Grandeur wouldn't be possible without the following tools:
- amrfinderplus - identification of genes associated with antimicrobial resistence
- bbduk - removal of PhiX
- blastn - read identification with blobtools
- blobtools - contamination
- circulocov - coverage determination
- datasets - downloads genomes from NCBI
- drprg - TB AMR predictions
- elgato - Legionella pneumophila Sequence Based Typing (SBT)
- emmtyper - Group A Strep "emm" typing
- fastani - species evaluator
- fastp - cleaning reads
- fastqc - fastq file QC
- heatcluster - visualizes SNP matrix from SNP dists
- iqtree2 - phylogenetic tree creation - used after core genome alignment
- kleborate - Klebsiella serotyping
- kraken2 - contamination
- mash - species identifier
- mashtree - tree based on mash distances (not impacted by size of core genome)
- mlst - identification of MLST subtype
- multiqc - summarizes QC efforts
- mykrobe - Mycobacterium subtyping
- panaroo - core genome alignment - optional (set with params.msa = true)

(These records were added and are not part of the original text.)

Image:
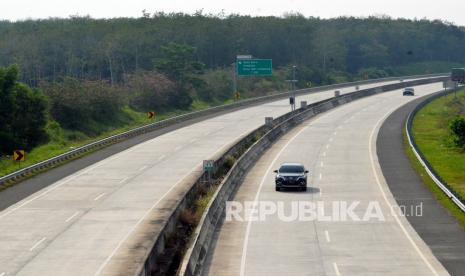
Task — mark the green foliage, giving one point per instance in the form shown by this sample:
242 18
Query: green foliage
431 128
151 91
78 104
22 113
457 127
87 48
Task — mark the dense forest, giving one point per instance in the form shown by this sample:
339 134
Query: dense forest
95 75
108 49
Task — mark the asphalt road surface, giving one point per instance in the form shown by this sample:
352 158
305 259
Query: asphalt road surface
339 149
437 227
94 221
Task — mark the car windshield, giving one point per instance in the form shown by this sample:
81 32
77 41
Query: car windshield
291 169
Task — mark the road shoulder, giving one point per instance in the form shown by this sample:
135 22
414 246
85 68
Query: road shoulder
438 229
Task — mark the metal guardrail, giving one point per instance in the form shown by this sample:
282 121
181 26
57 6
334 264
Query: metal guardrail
441 183
192 263
15 176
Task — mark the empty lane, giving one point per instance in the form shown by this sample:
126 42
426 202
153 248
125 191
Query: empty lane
339 149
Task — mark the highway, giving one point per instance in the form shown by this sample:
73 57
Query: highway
339 149
95 221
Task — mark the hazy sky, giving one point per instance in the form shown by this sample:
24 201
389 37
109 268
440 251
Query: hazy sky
450 10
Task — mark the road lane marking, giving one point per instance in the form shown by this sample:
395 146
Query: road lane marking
336 269
268 170
328 239
71 217
123 180
99 196
394 214
120 243
37 244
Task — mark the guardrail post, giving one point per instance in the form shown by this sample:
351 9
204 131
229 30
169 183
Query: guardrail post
269 121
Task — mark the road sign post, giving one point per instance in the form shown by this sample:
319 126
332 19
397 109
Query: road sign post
254 67
19 156
208 168
151 115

- pbptyper - Penicillin Binding Protein (PBP) typer for Streptococcus pneumoniae assemblies
- phytreeviz - basic tree visualization
- plasmidfinder - MLST typing for plasmids
- prokka - gene annotation - used for core genome alignment
- will be replaced with bakta in a future release
- quast - contig QC
- seqsero2 - Salmonella serotyping
- serotypefinder - E. coli serotyping
- shigatyper - Shigella serotyping
- snp-dists - SNP matrix - used after core genome aligment
- spades - de novo alignment
The expected tools are split into multiple processes. Each process has its own wiki page that we encourage users to view.